Storing cryptographic keys in an environment also raises the question of access control: the environments may be isolated properly, such that no environment running on the system has access to these keys, but the operating system will have access, even if only via the fact that it controls the memory on the system. This is an open area for research. The application could request that the operating system attest to its integrity to the application, but the known values for the PCRs must be in memory and therefore could be subject to manipulation by the operating system. There aren’t any good answers at this level of trust if the application cannot trust the operating system.

Conclusions

Full environment isolation, including network interfaces and filesystems, provides the best guarantee of security for a given environment. A model in which environments cannot share any information (including files) except via message passing, and in which even network interfaces are not shared (e.g. by providing a virtual network interface for each environment), and in which the operating system is a minimal kernel (maybe a nanokernel) providing the minimum level of hardware access, environment access control, and any other security features (such as attestation), would provide a solid basis for a network space system.
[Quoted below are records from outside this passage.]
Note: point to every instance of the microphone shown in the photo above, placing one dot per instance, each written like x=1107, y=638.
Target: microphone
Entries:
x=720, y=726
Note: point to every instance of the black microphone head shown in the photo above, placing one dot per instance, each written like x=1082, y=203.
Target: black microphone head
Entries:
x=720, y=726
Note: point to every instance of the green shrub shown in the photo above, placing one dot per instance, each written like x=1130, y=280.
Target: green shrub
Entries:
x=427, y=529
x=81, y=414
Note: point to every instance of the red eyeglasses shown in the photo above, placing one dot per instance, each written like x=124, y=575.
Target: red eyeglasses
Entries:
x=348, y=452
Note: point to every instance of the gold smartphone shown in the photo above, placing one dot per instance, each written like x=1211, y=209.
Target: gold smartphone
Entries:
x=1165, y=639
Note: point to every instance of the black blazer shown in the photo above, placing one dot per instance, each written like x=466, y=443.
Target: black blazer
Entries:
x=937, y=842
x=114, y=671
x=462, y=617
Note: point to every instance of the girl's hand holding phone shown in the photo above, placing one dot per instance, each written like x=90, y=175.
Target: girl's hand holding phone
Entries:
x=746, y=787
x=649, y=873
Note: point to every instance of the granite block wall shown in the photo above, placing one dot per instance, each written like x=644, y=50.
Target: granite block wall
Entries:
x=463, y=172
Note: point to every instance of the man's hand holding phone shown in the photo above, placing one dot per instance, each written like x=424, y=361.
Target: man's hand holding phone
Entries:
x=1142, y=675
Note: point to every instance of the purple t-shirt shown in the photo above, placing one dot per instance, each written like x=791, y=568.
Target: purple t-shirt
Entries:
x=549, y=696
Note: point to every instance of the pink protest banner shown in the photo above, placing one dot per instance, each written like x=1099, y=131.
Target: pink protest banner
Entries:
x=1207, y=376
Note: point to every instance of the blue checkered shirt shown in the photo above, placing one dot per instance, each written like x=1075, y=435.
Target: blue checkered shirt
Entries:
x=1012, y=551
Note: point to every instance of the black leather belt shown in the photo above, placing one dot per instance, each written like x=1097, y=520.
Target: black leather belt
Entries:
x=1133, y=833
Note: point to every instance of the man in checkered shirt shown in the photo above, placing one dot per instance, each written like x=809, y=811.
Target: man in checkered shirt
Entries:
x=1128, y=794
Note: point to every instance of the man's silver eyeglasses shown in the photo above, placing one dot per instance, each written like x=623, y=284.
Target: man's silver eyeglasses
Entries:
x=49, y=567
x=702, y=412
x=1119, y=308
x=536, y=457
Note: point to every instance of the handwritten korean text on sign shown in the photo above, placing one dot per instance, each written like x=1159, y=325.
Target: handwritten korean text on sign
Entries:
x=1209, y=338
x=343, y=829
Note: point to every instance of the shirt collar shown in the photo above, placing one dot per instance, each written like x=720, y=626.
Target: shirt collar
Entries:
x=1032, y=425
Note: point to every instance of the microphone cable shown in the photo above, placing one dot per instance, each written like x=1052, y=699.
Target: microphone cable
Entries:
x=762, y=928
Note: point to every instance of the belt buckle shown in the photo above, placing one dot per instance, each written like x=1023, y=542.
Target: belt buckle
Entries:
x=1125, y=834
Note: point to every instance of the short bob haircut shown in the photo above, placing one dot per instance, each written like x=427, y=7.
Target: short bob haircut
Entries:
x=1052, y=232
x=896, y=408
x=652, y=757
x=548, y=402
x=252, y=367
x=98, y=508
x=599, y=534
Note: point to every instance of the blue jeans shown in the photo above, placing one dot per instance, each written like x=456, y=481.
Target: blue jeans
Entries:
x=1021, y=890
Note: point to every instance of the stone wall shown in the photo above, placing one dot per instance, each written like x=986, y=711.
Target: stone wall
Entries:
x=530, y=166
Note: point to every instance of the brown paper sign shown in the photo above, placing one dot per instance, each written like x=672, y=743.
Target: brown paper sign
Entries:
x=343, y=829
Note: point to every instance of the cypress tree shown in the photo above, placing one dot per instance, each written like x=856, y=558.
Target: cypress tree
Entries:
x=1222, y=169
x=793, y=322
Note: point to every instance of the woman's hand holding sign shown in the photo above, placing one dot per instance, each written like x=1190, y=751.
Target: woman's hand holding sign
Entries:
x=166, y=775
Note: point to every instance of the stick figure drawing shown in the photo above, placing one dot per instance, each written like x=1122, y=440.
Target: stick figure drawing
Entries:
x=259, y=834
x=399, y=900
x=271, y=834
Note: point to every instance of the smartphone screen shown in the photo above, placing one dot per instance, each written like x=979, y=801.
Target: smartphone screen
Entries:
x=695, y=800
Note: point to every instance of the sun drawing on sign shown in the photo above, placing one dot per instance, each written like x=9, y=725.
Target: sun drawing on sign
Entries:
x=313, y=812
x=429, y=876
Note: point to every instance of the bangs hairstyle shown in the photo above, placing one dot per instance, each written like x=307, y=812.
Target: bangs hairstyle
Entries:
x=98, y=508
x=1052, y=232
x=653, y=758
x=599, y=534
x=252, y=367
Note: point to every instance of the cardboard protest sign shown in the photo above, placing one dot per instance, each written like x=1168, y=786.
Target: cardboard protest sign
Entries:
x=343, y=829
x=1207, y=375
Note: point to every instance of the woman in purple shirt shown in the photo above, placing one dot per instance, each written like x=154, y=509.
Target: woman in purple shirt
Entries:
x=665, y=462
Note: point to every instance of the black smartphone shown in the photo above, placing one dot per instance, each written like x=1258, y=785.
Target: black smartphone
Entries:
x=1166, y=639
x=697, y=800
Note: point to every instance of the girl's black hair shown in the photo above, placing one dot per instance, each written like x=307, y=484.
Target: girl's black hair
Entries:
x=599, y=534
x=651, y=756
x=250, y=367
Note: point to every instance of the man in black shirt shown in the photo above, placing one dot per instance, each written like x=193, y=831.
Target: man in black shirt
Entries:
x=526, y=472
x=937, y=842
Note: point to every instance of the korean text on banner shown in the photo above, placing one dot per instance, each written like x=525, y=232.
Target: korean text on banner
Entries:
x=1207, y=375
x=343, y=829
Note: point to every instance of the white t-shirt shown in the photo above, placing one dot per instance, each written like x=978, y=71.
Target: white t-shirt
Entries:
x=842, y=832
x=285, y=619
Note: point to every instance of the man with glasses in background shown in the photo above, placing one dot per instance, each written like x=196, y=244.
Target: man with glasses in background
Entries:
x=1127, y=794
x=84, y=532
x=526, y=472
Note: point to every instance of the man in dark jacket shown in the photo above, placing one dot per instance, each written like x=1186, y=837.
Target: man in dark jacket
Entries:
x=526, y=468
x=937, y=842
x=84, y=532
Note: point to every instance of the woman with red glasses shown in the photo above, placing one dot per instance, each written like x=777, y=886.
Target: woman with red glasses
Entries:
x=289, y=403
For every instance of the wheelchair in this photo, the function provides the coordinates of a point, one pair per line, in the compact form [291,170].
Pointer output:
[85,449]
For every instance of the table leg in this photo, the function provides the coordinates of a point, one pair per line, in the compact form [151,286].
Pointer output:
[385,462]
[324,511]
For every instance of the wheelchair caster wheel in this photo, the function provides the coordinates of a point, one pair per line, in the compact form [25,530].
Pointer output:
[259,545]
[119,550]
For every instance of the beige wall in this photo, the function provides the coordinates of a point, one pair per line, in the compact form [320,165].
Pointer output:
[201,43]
The kernel should provide an interface to the security system to language runtimes that allow them to take advantage of the security features of the operating system (such as capabilities, access to the TPM or secure monitor, etc…).

This system needs to be easy to deploy on existing hardware; it should be at least as easy to install as a Linux base using Docker for containers. It should also support some interface for configuration management (e.g. via software such as SaltStack or Puppet) and provide administrators with a clear, simple interface. It should also be able to run on commodity hardware, which means it should be able to accomodate systems that may be lacking certain security features such as TPMs. The system should finally be virtualisable to make testing and integration easier.
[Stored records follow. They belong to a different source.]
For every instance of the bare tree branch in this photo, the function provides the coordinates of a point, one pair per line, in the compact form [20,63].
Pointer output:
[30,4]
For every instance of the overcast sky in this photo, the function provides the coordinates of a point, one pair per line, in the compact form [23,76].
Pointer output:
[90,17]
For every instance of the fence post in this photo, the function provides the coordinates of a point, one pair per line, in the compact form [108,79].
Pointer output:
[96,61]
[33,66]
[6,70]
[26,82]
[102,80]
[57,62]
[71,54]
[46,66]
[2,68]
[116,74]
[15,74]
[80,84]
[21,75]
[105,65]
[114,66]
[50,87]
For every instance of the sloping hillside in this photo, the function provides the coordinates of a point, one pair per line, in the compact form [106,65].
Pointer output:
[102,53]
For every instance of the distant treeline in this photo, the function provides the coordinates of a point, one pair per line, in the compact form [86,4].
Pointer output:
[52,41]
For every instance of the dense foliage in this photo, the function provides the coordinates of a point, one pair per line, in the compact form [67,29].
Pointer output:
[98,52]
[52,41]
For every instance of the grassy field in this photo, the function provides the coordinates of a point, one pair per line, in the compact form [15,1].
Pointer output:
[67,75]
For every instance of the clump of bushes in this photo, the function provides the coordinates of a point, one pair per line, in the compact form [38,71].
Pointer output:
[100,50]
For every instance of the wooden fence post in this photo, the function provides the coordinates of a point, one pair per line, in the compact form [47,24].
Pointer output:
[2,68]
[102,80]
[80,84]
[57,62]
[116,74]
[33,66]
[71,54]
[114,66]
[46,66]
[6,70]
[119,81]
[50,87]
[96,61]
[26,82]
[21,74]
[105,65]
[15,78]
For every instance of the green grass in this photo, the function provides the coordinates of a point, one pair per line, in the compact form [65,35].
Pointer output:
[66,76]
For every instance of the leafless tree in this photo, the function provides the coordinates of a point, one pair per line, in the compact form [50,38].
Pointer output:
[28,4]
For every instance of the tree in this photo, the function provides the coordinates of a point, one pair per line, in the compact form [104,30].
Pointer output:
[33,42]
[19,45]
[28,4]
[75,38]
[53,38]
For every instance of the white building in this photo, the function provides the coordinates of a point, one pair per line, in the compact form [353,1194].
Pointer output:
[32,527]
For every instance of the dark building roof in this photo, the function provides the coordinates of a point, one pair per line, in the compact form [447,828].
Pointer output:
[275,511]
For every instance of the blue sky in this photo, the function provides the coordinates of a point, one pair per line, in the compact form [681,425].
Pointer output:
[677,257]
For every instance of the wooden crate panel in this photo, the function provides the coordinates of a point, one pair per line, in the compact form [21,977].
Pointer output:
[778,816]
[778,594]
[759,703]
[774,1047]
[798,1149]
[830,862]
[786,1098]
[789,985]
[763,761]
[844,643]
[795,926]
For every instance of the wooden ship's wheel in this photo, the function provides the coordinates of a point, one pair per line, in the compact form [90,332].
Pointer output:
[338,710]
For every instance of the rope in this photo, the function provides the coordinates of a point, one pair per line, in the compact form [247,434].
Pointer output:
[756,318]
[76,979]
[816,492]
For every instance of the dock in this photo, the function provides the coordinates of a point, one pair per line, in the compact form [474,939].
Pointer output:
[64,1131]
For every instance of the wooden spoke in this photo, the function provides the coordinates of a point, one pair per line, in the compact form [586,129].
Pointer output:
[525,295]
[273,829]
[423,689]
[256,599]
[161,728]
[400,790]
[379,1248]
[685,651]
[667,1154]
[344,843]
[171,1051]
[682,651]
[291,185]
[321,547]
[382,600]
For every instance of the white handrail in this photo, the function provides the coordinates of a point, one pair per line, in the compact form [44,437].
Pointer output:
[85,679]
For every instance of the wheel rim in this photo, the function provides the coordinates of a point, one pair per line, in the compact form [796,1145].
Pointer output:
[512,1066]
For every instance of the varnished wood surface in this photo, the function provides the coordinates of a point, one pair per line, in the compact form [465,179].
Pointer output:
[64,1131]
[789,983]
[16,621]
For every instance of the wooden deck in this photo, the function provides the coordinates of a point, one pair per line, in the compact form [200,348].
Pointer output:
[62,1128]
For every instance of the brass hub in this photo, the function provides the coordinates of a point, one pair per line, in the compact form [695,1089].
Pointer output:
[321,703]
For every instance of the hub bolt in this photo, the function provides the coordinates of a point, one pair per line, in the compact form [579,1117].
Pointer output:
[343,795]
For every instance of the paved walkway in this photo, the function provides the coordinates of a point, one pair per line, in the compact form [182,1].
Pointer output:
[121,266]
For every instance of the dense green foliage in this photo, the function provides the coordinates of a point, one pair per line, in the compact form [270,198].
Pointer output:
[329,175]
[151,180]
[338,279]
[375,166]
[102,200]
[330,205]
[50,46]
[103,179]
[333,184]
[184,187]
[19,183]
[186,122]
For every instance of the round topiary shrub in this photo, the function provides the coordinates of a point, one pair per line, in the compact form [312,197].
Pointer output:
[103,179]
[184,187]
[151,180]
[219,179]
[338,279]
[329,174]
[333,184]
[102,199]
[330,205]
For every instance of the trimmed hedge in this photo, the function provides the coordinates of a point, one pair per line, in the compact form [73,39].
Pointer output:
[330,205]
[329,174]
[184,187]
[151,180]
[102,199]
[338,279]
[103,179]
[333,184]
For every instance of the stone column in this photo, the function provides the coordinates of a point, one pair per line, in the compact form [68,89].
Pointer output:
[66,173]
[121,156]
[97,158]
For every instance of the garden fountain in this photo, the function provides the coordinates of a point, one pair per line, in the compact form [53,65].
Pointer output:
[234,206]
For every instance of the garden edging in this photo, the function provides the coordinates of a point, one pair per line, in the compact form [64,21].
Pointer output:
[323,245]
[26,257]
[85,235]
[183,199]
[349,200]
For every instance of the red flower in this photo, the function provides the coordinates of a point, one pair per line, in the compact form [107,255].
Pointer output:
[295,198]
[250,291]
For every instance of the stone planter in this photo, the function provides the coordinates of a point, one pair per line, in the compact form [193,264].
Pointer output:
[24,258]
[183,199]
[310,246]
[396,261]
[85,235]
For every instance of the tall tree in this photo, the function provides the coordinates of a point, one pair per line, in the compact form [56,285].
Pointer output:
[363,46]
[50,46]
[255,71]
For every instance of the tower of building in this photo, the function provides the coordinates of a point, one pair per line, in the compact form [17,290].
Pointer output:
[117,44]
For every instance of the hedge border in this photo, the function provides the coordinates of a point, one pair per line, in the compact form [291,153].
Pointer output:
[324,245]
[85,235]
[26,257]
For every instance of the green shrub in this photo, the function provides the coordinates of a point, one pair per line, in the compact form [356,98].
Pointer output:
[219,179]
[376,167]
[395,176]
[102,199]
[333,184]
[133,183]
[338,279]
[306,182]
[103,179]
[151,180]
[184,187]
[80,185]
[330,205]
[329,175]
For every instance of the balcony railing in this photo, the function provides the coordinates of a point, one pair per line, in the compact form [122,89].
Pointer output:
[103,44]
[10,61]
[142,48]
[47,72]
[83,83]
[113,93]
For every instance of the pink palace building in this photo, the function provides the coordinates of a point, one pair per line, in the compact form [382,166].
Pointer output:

Much work remains to be done in this space.

References

[1]. J. Rees. “A Security Kernel Based on the Lambda Calculus”, A.I. Memo 1564, MIT, 1996.

Footnotes

1. https://www.docker.com/

2. The term environment here means the lexical environment; it shouldnn’t be confused with the concept of Unix environments. A lexical environment is the mapping of names to their values.

3. A tenant is a user on the machine. This can be defined at various scopes; in one view, it might be a system that primarily runs one program. It might also be the case where a tenant is a user. Cloud computing services, such as Amazon’s EC2, are examples of multi-tenant systems where multiple users who do not trust each other run programs on the same machine. In the remainder of this document, a tenant will be used in this definition. More precisely, for this document, a tenant is a user on the machine who cannot implicitly trust the other users on the machine.

4. Security assists in protecting an application not only from intentionally malicious users, but from possibly unwittingly rogue applications also running. While they might not intend to pose a threat, they may be able to corrupt memory or otherwise degrade shared resources (such as the file system or network interface).

5. “Mirage OS is a library operating system that constructs unikernels for secure, high-performance network applications across a variety of cloud computing and mobile platforms.” The home page is at http://openmirage.org/.

6. “Rump kernels provide free, portable, componentized, kernel quality drivers such as file systems, POSIX system call handlers, PCI device drivers, a SCSI protocol stack, virtio and a TCP/IP stack.” The home page is at http://rumpkernel.org/.

7. The author once worked as a security engineer at company produced satellite television set top boxes, where it was decided that it was necessary to stop using the bootloader TFTP code due to security concerns. This was the most visible and highest impact such decision, but there were plenty of others.

8. One such mechanism is Direct Anonymous Attestation. In looking at implementing this at work, the author found virtually no current information on organisations using this, and the only PKI software for this (termed a Privacy CA) was an incomplete code example in a book.